The most-expert instance of web squatting may have been the critical commentary that has cropped up on a fake Twitter feed about the BP spill. The satirical tweets chimed in with such comments as "BP has pledged 75 million dollars towards the 40 billion dollar cleanup cost." This form of criticism can be tough for the real image-makers to push back on.
Still, when it comes to websites, Grossman said the land grab is
less of a liability now that URLs are becoming less central to campaign
That's because candidate websites are usually accessed through search engines such as Google, meaning candidates need not display their web addresses prominently on campaign literature. Sen. Scott Brown (R-Mass.), for instance, replaced the URL on some signs with a text message number.
Beyond that, websites are no longer the hub of a digital campaign, according to Grossman.
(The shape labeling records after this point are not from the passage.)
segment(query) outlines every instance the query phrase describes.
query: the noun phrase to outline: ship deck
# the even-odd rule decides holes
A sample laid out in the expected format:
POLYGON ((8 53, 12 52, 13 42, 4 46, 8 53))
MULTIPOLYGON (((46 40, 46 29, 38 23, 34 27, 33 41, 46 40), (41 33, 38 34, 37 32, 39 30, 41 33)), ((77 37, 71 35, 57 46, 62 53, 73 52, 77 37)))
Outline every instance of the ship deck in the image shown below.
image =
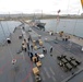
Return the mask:
MULTIPOLYGON (((27 25, 27 27, 29 26, 27 25)), ((31 35, 32 38, 35 39, 38 35, 42 35, 44 47, 47 49, 47 54, 45 54, 45 57, 40 59, 42 67, 39 68, 39 73, 42 82, 66 82, 69 79, 72 79, 75 73, 83 70, 83 63, 81 63, 78 68, 73 69, 74 74, 72 74, 72 71, 64 72, 59 67, 57 60, 57 56, 66 55, 68 57, 73 56, 83 62, 83 52, 81 51, 80 45, 72 43, 72 47, 70 48, 70 42, 63 42, 60 37, 55 43, 55 35, 51 36, 47 32, 39 31, 35 27, 32 27, 32 32, 25 32, 24 37, 26 38, 31 35), (45 38, 48 38, 48 42, 45 42, 45 38), (51 52, 52 56, 50 56, 49 52, 50 46, 54 47, 51 52)), ((21 34, 22 30, 20 27, 16 28, 11 36, 12 43, 0 47, 0 82, 35 82, 32 69, 36 65, 31 61, 28 52, 22 51, 17 54, 23 42, 23 38, 19 39, 21 34), (12 59, 16 59, 15 65, 12 65, 12 59)), ((35 52, 42 54, 43 48, 33 50, 33 54, 35 52)))

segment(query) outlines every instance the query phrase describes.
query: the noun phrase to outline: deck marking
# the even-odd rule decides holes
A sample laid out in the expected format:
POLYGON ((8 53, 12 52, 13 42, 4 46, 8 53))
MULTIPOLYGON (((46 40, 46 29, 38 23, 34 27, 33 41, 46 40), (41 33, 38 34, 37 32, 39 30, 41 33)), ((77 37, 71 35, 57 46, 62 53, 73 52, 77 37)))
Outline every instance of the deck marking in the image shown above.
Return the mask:
POLYGON ((32 77, 29 77, 29 82, 33 82, 33 78, 32 77))
POLYGON ((51 68, 49 68, 49 70, 50 70, 50 72, 55 75, 55 72, 54 72, 54 70, 51 69, 51 68))
POLYGON ((51 77, 52 78, 52 80, 56 82, 56 79, 55 79, 55 77, 51 77))
POLYGON ((45 77, 44 77, 44 73, 43 73, 43 72, 40 72, 40 74, 42 74, 42 78, 43 78, 43 80, 45 81, 45 77))
POLYGON ((45 70, 47 77, 50 78, 50 74, 48 73, 48 71, 47 71, 47 69, 45 67, 44 67, 44 70, 45 70))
Lots of campaign content is migrating onto Twitter and Facebook, he said, with Palin in particular showing a knack for launching weeks of news stories with a few sentences on her social networking sites. For instance, nearly 2.5 million people "like" Palin's Facebook page.
It's tempting to read the URL market as an indicator for campaign momentum, but Grossman said that might be off base. Not taken — despite a squatter already sitting on spalin2012.com? Hbarbour2012.com, mromney2012.com, and mhuckabee2012.com.